Autologous Fat Graft Retention and Stem Cell Culture: A Pilot Study
Wilms, H.*, Symonds, E.^, Findlayson, C.^, Hally, K.^, Black, B.^, Sparks, S.#, Slocombe, A.#, Dennett, E.^, Danielson, K.^, Meredith, I.^,
*Capital and Coast DHB, Wellington, New Zealand
^University of Otago, Wellington, New Zealand
#Pacific Radiology, Wellington, New Zealand
Introduction: Autologous Fat Grafting (AFG) has become increasingly popular for breast reconstruction following mastectomy. The major drawback of AFG is wide variability in graft survival, with retention rates reported between 30-70% of the grafted volume. Adipose Derived Stem Cells (ADSCs), a form of mesenchymal stem cell located within the Stromal Vascular Fraction (SVF) of adipose tissue, may promote graft survival in a number of ways.
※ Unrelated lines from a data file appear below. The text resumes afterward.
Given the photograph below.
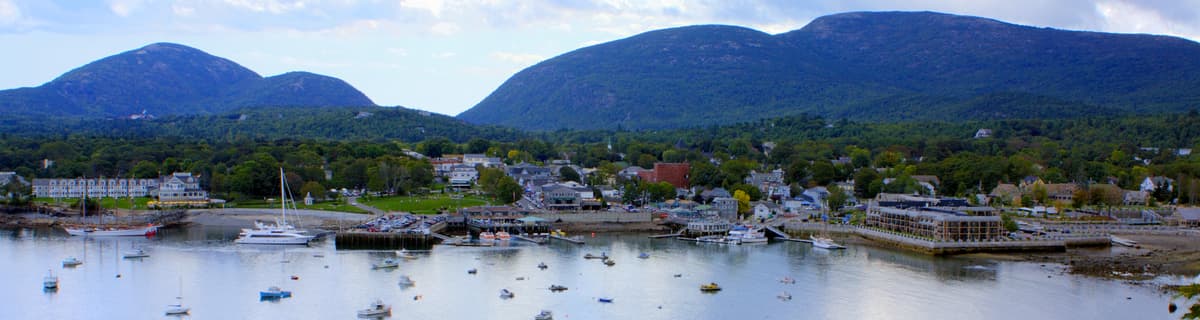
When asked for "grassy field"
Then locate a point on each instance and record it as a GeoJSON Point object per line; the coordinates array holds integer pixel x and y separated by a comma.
{"type": "Point", "coordinates": [106, 203]}
{"type": "Point", "coordinates": [423, 204]}
{"type": "Point", "coordinates": [325, 206]}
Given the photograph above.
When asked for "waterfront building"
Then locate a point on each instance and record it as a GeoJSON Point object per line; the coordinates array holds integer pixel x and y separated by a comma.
{"type": "Point", "coordinates": [928, 217]}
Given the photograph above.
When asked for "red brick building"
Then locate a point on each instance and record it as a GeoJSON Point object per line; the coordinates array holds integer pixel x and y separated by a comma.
{"type": "Point", "coordinates": [672, 173]}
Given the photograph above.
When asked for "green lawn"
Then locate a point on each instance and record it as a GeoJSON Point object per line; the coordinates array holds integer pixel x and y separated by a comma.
{"type": "Point", "coordinates": [423, 204]}
{"type": "Point", "coordinates": [106, 203]}
{"type": "Point", "coordinates": [324, 205]}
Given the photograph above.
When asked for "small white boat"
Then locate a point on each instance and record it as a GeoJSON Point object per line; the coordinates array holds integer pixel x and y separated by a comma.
{"type": "Point", "coordinates": [71, 261]}
{"type": "Point", "coordinates": [136, 254]}
{"type": "Point", "coordinates": [405, 281]}
{"type": "Point", "coordinates": [376, 309]}
{"type": "Point", "coordinates": [406, 254]}
{"type": "Point", "coordinates": [825, 242]}
{"type": "Point", "coordinates": [51, 281]}
{"type": "Point", "coordinates": [385, 264]}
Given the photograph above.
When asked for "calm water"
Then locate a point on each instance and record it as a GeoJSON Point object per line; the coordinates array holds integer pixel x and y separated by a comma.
{"type": "Point", "coordinates": [221, 281]}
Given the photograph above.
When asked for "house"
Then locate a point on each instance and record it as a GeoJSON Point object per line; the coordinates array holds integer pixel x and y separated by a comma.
{"type": "Point", "coordinates": [726, 207]}
{"type": "Point", "coordinates": [671, 173]}
{"type": "Point", "coordinates": [463, 176]}
{"type": "Point", "coordinates": [765, 210]}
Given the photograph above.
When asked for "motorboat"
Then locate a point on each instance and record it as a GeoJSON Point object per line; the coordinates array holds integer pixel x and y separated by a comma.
{"type": "Point", "coordinates": [71, 261]}
{"type": "Point", "coordinates": [825, 242]}
{"type": "Point", "coordinates": [406, 254]}
{"type": "Point", "coordinates": [51, 281]}
{"type": "Point", "coordinates": [603, 255]}
{"type": "Point", "coordinates": [136, 254]}
{"type": "Point", "coordinates": [274, 293]}
{"type": "Point", "coordinates": [385, 264]}
{"type": "Point", "coordinates": [150, 229]}
{"type": "Point", "coordinates": [405, 281]}
{"type": "Point", "coordinates": [377, 308]}
{"type": "Point", "coordinates": [281, 233]}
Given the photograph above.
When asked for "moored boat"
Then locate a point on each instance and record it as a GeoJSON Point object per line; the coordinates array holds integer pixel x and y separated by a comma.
{"type": "Point", "coordinates": [71, 261]}
{"type": "Point", "coordinates": [274, 293]}
{"type": "Point", "coordinates": [377, 308]}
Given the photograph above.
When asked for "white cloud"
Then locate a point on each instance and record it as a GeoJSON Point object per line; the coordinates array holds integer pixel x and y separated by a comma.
{"type": "Point", "coordinates": [517, 58]}
{"type": "Point", "coordinates": [9, 12]}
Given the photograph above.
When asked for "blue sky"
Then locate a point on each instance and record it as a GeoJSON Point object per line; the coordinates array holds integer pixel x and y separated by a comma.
{"type": "Point", "coordinates": [445, 55]}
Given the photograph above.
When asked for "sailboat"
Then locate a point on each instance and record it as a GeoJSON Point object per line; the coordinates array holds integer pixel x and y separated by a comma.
{"type": "Point", "coordinates": [281, 233]}
{"type": "Point", "coordinates": [178, 308]}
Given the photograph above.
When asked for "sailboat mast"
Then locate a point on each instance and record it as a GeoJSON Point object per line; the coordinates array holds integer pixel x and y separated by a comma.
{"type": "Point", "coordinates": [283, 198]}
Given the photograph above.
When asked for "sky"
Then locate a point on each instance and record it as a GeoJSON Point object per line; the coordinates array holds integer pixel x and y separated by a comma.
{"type": "Point", "coordinates": [447, 55]}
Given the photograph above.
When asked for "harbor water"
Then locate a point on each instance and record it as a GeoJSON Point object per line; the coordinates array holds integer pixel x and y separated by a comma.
{"type": "Point", "coordinates": [220, 279]}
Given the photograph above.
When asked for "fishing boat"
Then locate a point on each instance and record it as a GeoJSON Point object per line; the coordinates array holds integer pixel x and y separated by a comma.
{"type": "Point", "coordinates": [274, 293]}
{"type": "Point", "coordinates": [136, 254]}
{"type": "Point", "coordinates": [376, 309]}
{"type": "Point", "coordinates": [281, 233]}
{"type": "Point", "coordinates": [385, 264]}
{"type": "Point", "coordinates": [825, 242]}
{"type": "Point", "coordinates": [71, 261]}
{"type": "Point", "coordinates": [178, 308]}
{"type": "Point", "coordinates": [51, 282]}
{"type": "Point", "coordinates": [405, 281]}
{"type": "Point", "coordinates": [709, 288]}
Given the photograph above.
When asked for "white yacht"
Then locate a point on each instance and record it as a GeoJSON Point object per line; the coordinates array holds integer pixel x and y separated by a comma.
{"type": "Point", "coordinates": [825, 242]}
{"type": "Point", "coordinates": [279, 234]}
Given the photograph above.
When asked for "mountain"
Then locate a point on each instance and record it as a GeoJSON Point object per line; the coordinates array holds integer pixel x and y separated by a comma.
{"type": "Point", "coordinates": [861, 65]}
{"type": "Point", "coordinates": [167, 78]}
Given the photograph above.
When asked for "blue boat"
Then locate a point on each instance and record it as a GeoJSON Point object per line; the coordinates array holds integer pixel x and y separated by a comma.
{"type": "Point", "coordinates": [274, 293]}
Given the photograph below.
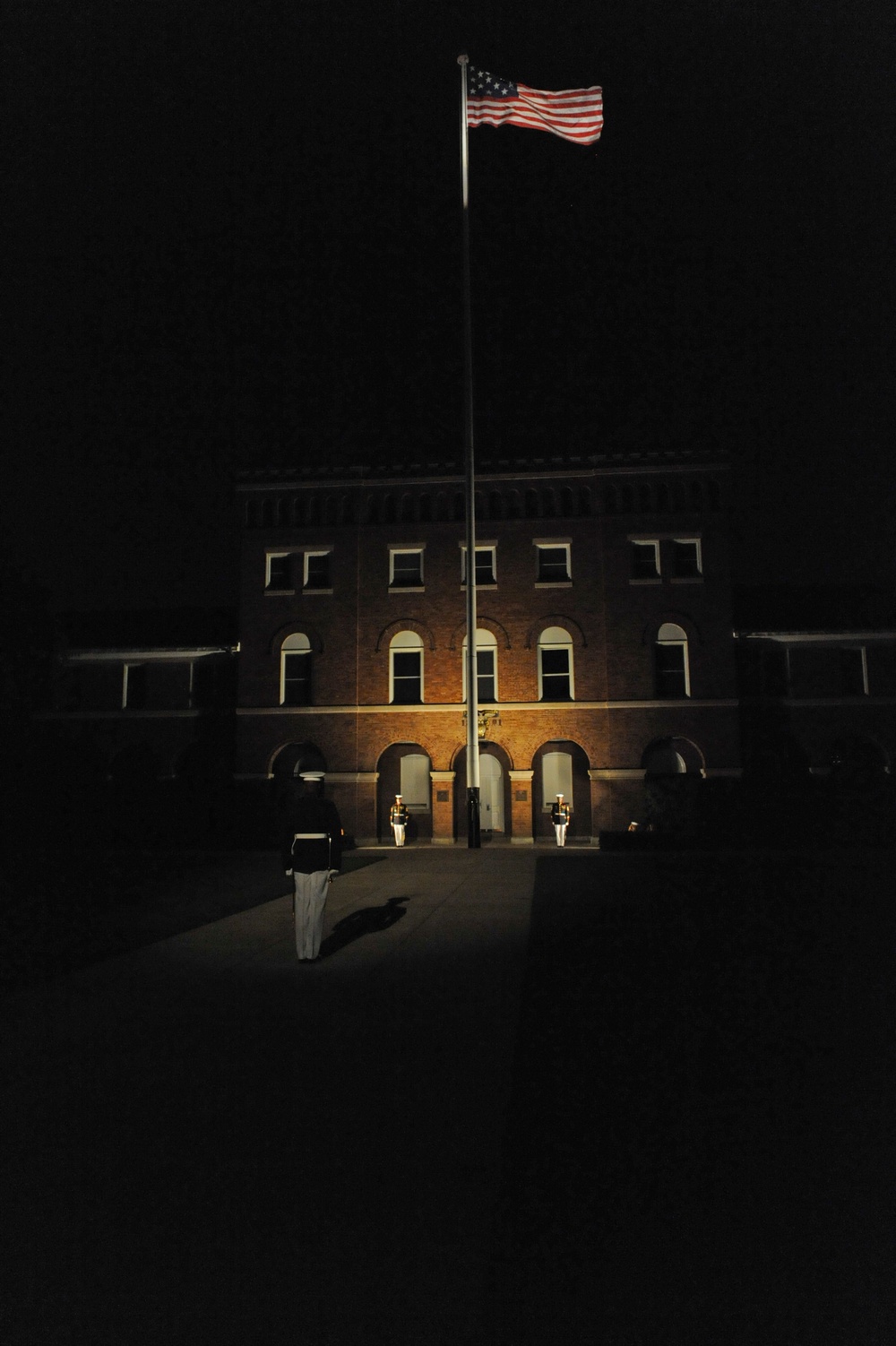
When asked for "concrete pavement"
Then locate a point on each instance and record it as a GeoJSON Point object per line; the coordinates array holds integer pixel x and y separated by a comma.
{"type": "Point", "coordinates": [211, 1142]}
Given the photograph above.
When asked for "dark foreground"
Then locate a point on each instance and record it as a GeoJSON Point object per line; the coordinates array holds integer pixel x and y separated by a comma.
{"type": "Point", "coordinates": [702, 1142]}
{"type": "Point", "coordinates": [697, 1147]}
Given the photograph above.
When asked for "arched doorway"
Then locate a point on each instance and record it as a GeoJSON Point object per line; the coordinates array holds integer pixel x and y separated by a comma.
{"type": "Point", "coordinates": [561, 766]}
{"type": "Point", "coordinates": [494, 793]}
{"type": "Point", "coordinates": [491, 794]}
{"type": "Point", "coordinates": [405, 769]}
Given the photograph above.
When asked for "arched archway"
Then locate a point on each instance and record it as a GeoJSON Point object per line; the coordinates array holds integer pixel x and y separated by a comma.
{"type": "Point", "coordinates": [404, 769]}
{"type": "Point", "coordinates": [560, 766]}
{"type": "Point", "coordinates": [494, 791]}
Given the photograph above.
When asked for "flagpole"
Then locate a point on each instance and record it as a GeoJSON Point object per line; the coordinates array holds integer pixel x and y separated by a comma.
{"type": "Point", "coordinates": [472, 704]}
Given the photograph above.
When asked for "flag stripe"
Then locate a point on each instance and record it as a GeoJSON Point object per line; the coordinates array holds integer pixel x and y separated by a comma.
{"type": "Point", "coordinates": [576, 115]}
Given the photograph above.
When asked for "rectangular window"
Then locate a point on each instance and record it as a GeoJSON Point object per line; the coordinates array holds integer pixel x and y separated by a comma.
{"type": "Point", "coordinates": [486, 676]}
{"type": "Point", "coordinates": [672, 672]}
{"type": "Point", "coordinates": [486, 573]}
{"type": "Point", "coordinates": [553, 563]}
{"type": "Point", "coordinates": [405, 568]}
{"type": "Point", "coordinates": [297, 678]}
{"type": "Point", "coordinates": [644, 560]}
{"type": "Point", "coordinates": [686, 559]}
{"type": "Point", "coordinates": [555, 676]}
{"type": "Point", "coordinates": [318, 571]}
{"type": "Point", "coordinates": [279, 571]}
{"type": "Point", "coordinates": [134, 686]}
{"type": "Point", "coordinates": [407, 677]}
{"type": "Point", "coordinates": [853, 670]}
{"type": "Point", "coordinates": [556, 775]}
{"type": "Point", "coordinates": [416, 782]}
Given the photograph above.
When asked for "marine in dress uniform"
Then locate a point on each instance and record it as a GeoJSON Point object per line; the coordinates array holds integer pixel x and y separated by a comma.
{"type": "Point", "coordinates": [311, 852]}
{"type": "Point", "coordinates": [560, 815]}
{"type": "Point", "coordinates": [399, 820]}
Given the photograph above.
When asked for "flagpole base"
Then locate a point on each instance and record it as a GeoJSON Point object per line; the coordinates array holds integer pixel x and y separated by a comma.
{"type": "Point", "coordinates": [474, 841]}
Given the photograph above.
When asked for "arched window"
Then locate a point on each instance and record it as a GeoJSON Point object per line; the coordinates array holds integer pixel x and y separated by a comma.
{"type": "Point", "coordinates": [672, 672]}
{"type": "Point", "coordinates": [295, 670]}
{"type": "Point", "coordinates": [555, 665]}
{"type": "Point", "coordinates": [405, 669]}
{"type": "Point", "coordinates": [486, 668]}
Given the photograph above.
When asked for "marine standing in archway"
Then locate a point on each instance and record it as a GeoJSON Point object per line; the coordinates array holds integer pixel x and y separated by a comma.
{"type": "Point", "coordinates": [560, 815]}
{"type": "Point", "coordinates": [399, 820]}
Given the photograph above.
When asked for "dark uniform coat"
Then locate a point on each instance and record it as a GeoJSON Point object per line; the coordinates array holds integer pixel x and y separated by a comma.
{"type": "Point", "coordinates": [311, 813]}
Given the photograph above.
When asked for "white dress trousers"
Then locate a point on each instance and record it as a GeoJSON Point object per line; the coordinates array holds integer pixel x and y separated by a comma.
{"type": "Point", "coordinates": [311, 900]}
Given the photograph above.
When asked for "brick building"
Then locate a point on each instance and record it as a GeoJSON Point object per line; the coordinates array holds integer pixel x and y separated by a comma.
{"type": "Point", "coordinates": [604, 637]}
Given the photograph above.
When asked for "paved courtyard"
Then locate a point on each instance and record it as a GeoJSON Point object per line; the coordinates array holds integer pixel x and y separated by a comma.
{"type": "Point", "coordinates": [525, 1097]}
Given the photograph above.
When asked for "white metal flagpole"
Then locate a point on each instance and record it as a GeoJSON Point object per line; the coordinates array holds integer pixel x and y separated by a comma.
{"type": "Point", "coordinates": [472, 700]}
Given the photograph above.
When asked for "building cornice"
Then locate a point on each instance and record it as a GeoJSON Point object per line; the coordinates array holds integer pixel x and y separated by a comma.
{"type": "Point", "coordinates": [504, 707]}
{"type": "Point", "coordinates": [487, 470]}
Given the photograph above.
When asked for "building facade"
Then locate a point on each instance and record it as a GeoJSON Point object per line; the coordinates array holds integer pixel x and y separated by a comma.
{"type": "Point", "coordinates": [604, 645]}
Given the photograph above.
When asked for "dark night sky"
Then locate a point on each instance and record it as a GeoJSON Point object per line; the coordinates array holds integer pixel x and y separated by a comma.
{"type": "Point", "coordinates": [236, 241]}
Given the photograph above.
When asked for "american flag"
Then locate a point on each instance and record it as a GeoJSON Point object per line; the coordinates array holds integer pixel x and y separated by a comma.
{"type": "Point", "coordinates": [576, 115]}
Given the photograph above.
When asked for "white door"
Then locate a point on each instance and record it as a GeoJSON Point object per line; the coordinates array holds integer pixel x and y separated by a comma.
{"type": "Point", "coordinates": [491, 794]}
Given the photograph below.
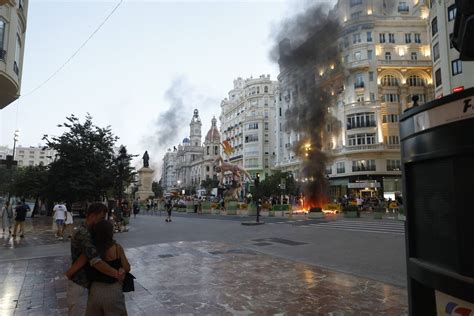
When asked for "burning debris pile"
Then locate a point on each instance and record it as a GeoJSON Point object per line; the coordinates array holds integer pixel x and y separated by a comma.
{"type": "Point", "coordinates": [311, 77]}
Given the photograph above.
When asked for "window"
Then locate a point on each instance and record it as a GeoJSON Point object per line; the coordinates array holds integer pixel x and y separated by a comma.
{"type": "Point", "coordinates": [369, 37]}
{"type": "Point", "coordinates": [436, 51]}
{"type": "Point", "coordinates": [452, 12]}
{"type": "Point", "coordinates": [253, 126]}
{"type": "Point", "coordinates": [393, 165]}
{"type": "Point", "coordinates": [340, 167]}
{"type": "Point", "coordinates": [391, 97]}
{"type": "Point", "coordinates": [389, 80]}
{"type": "Point", "coordinates": [456, 66]}
{"type": "Point", "coordinates": [16, 64]}
{"type": "Point", "coordinates": [363, 165]}
{"type": "Point", "coordinates": [393, 140]}
{"type": "Point", "coordinates": [391, 37]}
{"type": "Point", "coordinates": [415, 81]}
{"type": "Point", "coordinates": [356, 14]}
{"type": "Point", "coordinates": [2, 36]}
{"type": "Point", "coordinates": [356, 38]}
{"type": "Point", "coordinates": [438, 78]}
{"type": "Point", "coordinates": [251, 138]}
{"type": "Point", "coordinates": [403, 7]}
{"type": "Point", "coordinates": [359, 81]}
{"type": "Point", "coordinates": [418, 38]}
{"type": "Point", "coordinates": [361, 120]}
{"type": "Point", "coordinates": [361, 139]}
{"type": "Point", "coordinates": [390, 118]}
{"type": "Point", "coordinates": [357, 56]}
{"type": "Point", "coordinates": [434, 26]}
{"type": "Point", "coordinates": [408, 38]}
{"type": "Point", "coordinates": [355, 2]}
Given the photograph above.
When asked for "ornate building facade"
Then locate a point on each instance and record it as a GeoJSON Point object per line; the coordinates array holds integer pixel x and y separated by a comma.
{"type": "Point", "coordinates": [192, 161]}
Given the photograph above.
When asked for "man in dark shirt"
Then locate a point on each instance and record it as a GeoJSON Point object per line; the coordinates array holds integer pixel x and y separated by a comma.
{"type": "Point", "coordinates": [81, 243]}
{"type": "Point", "coordinates": [20, 217]}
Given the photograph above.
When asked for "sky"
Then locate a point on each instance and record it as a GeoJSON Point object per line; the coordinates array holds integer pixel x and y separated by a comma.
{"type": "Point", "coordinates": [145, 53]}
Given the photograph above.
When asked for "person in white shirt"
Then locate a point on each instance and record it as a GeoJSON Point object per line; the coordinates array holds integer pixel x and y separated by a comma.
{"type": "Point", "coordinates": [59, 215]}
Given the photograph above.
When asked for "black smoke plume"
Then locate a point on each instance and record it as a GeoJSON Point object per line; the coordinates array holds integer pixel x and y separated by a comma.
{"type": "Point", "coordinates": [311, 76]}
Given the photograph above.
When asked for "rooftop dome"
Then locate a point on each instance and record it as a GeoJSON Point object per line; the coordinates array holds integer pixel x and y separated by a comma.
{"type": "Point", "coordinates": [213, 134]}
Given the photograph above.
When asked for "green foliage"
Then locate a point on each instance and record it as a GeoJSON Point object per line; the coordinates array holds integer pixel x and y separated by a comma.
{"type": "Point", "coordinates": [86, 167]}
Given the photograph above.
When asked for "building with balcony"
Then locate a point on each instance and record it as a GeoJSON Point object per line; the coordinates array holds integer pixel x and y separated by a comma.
{"type": "Point", "coordinates": [387, 59]}
{"type": "Point", "coordinates": [449, 72]}
{"type": "Point", "coordinates": [192, 161]}
{"type": "Point", "coordinates": [29, 156]}
{"type": "Point", "coordinates": [13, 16]}
{"type": "Point", "coordinates": [248, 123]}
{"type": "Point", "coordinates": [168, 172]}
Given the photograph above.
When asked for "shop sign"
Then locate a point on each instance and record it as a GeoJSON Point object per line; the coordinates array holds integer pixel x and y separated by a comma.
{"type": "Point", "coordinates": [363, 185]}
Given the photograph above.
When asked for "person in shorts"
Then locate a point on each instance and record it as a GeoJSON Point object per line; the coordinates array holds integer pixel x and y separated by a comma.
{"type": "Point", "coordinates": [60, 215]}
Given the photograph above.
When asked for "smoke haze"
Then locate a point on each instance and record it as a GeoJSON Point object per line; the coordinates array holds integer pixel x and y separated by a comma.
{"type": "Point", "coordinates": [311, 77]}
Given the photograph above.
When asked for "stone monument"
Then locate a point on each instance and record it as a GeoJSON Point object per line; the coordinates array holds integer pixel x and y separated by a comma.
{"type": "Point", "coordinates": [145, 175]}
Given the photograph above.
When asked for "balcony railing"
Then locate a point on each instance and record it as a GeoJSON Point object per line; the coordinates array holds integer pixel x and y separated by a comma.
{"type": "Point", "coordinates": [16, 69]}
{"type": "Point", "coordinates": [403, 9]}
{"type": "Point", "coordinates": [363, 148]}
{"type": "Point", "coordinates": [359, 85]}
{"type": "Point", "coordinates": [404, 62]}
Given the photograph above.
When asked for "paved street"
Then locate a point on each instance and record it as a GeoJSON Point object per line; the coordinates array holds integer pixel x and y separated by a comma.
{"type": "Point", "coordinates": [214, 265]}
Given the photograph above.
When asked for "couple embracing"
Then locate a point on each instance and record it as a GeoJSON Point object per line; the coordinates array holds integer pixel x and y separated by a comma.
{"type": "Point", "coordinates": [99, 265]}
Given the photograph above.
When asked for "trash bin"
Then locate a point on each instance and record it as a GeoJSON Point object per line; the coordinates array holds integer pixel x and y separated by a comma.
{"type": "Point", "coordinates": [437, 146]}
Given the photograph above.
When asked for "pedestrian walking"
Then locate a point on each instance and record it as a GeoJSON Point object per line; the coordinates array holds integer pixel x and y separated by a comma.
{"type": "Point", "coordinates": [136, 208]}
{"type": "Point", "coordinates": [69, 224]}
{"type": "Point", "coordinates": [59, 215]}
{"type": "Point", "coordinates": [7, 217]}
{"type": "Point", "coordinates": [82, 244]}
{"type": "Point", "coordinates": [20, 217]}
{"type": "Point", "coordinates": [169, 207]}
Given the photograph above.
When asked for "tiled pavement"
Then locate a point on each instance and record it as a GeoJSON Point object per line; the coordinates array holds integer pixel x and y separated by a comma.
{"type": "Point", "coordinates": [197, 278]}
{"type": "Point", "coordinates": [38, 231]}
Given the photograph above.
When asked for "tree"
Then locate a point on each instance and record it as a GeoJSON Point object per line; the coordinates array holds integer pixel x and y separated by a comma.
{"type": "Point", "coordinates": [157, 189]}
{"type": "Point", "coordinates": [123, 172]}
{"type": "Point", "coordinates": [84, 166]}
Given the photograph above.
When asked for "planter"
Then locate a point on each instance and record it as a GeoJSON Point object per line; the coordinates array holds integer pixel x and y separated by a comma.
{"type": "Point", "coordinates": [316, 215]}
{"type": "Point", "coordinates": [350, 214]}
{"type": "Point", "coordinates": [378, 215]}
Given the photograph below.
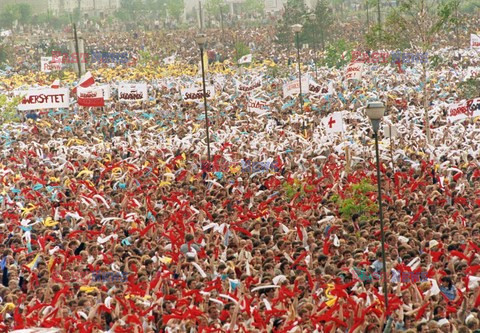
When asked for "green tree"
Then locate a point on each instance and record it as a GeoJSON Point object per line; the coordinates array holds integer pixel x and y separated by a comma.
{"type": "Point", "coordinates": [25, 11]}
{"type": "Point", "coordinates": [240, 50]}
{"type": "Point", "coordinates": [8, 108]}
{"type": "Point", "coordinates": [214, 7]}
{"type": "Point", "coordinates": [10, 14]}
{"type": "Point", "coordinates": [252, 6]}
{"type": "Point", "coordinates": [295, 12]}
{"type": "Point", "coordinates": [335, 57]}
{"type": "Point", "coordinates": [176, 8]}
{"type": "Point", "coordinates": [357, 200]}
{"type": "Point", "coordinates": [317, 31]}
{"type": "Point", "coordinates": [420, 21]}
ADSCs are subsequently a focus of research into enhancing survival.
Aims: The study aims are 1. To assess AFG retention via Magnetic Resonance Imaging (MRI) in a pilot cohort of women undergoing AFG. And 2. To develop methods for consistent isolation and culture of ADSCs from donor sites at the time of surgery.
Methods: 20 patients were prospectively enrolled. Of these, 5 consecutive patients (6 breasts) underwent MRI pre and post AFG. Volume change at three months was compared to the grafted volume. ADSCs were cultured from a lipoaspirate taken at surgery and characterised using Flow Cytometry. Pluripotency was confirmed by differentiating cultured ADSCs into adipocytes and osteoblasts.
Results: The mean graft retention was 73.7% at 3 months (range 30.0% to 104.7%). The abdomen was shown to have a higher yield of SVF/g of tissue than the hip, 12.4×106 versus 5.0×106 (p=0.0275). ADSC viability ranged from 29.3%-100%. Flow Cytometry confirmed successful ADSC culture. ADSCs were successfully differentiated into adipocytes and osteoblasts proving pluripotency. Patient BMI, disease state, adjuvant therapies, cell yield and viability were not found to be correlated with levels of graft retention.
Conclusions: This pilot study has demonstrated a wide range of graft retention and that it is possible to culture ADSCs in vitro which has clinical implications. Factors driving graft retention need further investigation in future research.